Charting future course of action

We have elaborately written and spoken on the fact that securitisation is not just a way of investing in India—it is the way banks build their priority-sector assets. Most securitisation in India revolves around the priority sector qualification. For the last two years, there has been no mutual fund investment in securitisation transactions: the entire securitised assets have been picked by banks, and all of it is supposedly priority-sector-lending compliant. So, going forward, that need still remains. The simpler option one may think of is to revert to direct assignments. Direct assignment route was the product of the 2006 RBI guidelines; 2012 Guidelines forced stakeholders to look back at the ‘securitisation”’ option. Now, the market may have to look back at direct assignments. Compared to structured finance principles applying to ‘securitisation’, direct assignment is primitive. Originator credit enhancements are ruled out by the RBI, and third-party enhancers currently do not exist.
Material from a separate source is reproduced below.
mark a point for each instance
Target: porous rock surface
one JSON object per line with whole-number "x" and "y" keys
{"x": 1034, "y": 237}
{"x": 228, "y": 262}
Given this, the cost of a direct assignment is much higher than that of securitisation. In addition, direct assignment requires loan-by-loan due diligence, and loan-based accounting, which, for many investors, is a difficult option.

If securitisation option becomes difficult, it is a serious issue for the banks. However, it is almost an existential issue for transport finance companies. To a very large extent, the growth of NBFCs in India has piggy-backed on the priority sector norms, through the securitisation route. One single transport finance company supplied more than one-third of the total securitisation volume in 2012-13. If securitisation becomes difficult or costly, the costs are obviously passed on to the originators. And this has a direct impact on the profits and growth of NBFCs.

(Vinod Kothari is a chartered accountant, trainer and author. He is an expert in such specialised areas of finance as securitisation, asset-based finance, credit derivatives, accounting for derivatives and financial instruments and microfinance.)

1 Housing finance companies’ data is not included above.

2 There already are some tax rulings holding securitisation vehicles to be AOPs.